Debugging

Shared-memory parallelism

For information on race conditions and debugging, see Shared memory debugging.

Identifying location of regressions (debug output)

It can be useful to save output from intermediate points within each timestep. This can be done by setting debug_io=true in the [timestepping] section of the input, which creates a file debug.dfns.h5 containing output from after each call (roughly each kinetic equation term or moment equation) in moment_kinetics.time_advance.euler_time_advance! and a few other useful places (where write_debug_IO() is called, which is a local wrapper for moment_kinetics.file_io.write_debug_data_to_binary).

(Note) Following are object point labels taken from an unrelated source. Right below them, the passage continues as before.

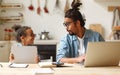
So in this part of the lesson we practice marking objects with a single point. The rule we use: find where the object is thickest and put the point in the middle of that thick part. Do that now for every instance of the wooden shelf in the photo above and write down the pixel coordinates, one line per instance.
(11, 19)
(111, 8)
(11, 5)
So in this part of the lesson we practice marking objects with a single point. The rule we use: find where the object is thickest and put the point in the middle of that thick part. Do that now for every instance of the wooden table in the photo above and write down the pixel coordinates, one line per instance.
(75, 69)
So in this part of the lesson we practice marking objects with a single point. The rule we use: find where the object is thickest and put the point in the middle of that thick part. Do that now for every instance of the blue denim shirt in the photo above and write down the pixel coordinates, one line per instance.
(69, 45)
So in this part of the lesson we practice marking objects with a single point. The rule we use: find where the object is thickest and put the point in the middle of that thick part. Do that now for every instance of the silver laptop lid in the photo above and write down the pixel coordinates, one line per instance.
(102, 54)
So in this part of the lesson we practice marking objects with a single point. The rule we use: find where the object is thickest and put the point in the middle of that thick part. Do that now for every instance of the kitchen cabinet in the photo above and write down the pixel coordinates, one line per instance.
(4, 51)
(14, 18)
(107, 0)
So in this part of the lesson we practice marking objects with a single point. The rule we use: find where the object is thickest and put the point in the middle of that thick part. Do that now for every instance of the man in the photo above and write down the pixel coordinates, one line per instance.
(73, 46)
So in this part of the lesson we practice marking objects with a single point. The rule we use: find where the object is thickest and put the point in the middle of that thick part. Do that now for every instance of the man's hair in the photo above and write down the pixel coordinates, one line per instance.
(74, 12)
(20, 31)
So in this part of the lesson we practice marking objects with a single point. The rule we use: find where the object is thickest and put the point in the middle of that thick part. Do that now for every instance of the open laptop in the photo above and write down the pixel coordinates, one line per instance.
(102, 54)
(24, 54)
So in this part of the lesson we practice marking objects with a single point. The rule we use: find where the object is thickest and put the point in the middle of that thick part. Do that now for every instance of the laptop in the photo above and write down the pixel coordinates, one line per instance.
(100, 54)
(24, 54)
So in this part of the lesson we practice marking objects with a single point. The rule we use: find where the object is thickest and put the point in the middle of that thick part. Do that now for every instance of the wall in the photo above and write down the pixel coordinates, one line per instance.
(95, 12)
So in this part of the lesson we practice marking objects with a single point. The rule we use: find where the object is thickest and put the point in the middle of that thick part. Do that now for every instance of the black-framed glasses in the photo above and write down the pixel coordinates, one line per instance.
(66, 24)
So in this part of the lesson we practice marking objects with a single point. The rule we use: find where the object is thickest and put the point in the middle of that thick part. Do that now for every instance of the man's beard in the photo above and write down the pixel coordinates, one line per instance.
(71, 33)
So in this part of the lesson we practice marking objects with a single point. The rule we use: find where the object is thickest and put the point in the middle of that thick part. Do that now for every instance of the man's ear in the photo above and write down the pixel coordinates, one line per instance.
(22, 37)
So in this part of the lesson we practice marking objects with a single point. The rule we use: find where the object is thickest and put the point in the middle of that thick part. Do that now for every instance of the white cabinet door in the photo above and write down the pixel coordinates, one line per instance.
(4, 51)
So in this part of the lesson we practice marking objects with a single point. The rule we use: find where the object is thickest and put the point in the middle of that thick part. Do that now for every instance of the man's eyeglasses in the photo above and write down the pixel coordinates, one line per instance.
(67, 24)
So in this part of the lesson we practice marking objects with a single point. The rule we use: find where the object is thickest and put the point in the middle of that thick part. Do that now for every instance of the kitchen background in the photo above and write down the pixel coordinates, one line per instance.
(94, 11)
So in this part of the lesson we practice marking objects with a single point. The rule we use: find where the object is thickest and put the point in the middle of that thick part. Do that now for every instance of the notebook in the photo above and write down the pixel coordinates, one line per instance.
(24, 54)
(102, 54)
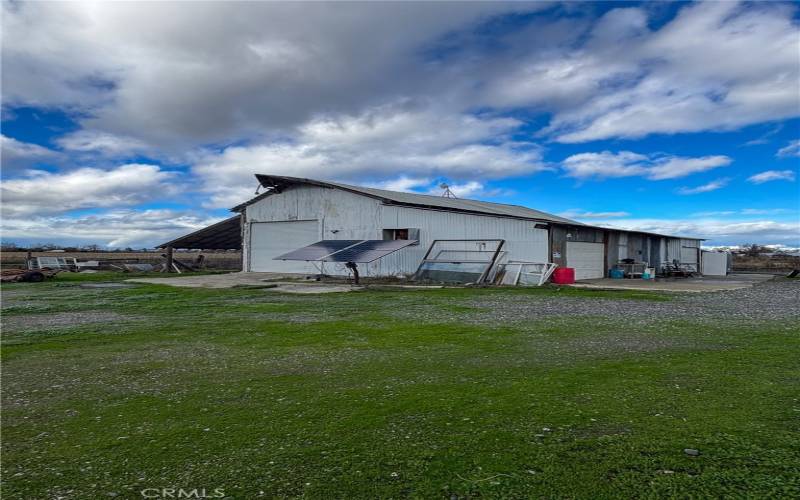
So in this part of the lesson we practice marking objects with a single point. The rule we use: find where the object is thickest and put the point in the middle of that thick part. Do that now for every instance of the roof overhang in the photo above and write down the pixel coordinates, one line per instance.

One example where this is useful is when trying to identify a 'regression' - where the output of some run was expected to be the same before and after a change to the code, but is not. Comparing the 'debug output' from the before/after runs can narrow down a lot the (first) place where a difference occured (using debug_io=true should be easier than putting debug prints in the two versions of the code before/after the change being debugged). To compare the outputs and identify the earliest difference, use the script util/regression_test_debug_comparison.jl. This can be imported in the command line to provide a function regression_test_debug_comparison() that can be used to compare debug output from two runs (see its docstring for more details), or run as a command line script (if the default settings are OK) with paths to the two debug files as the command line arguments.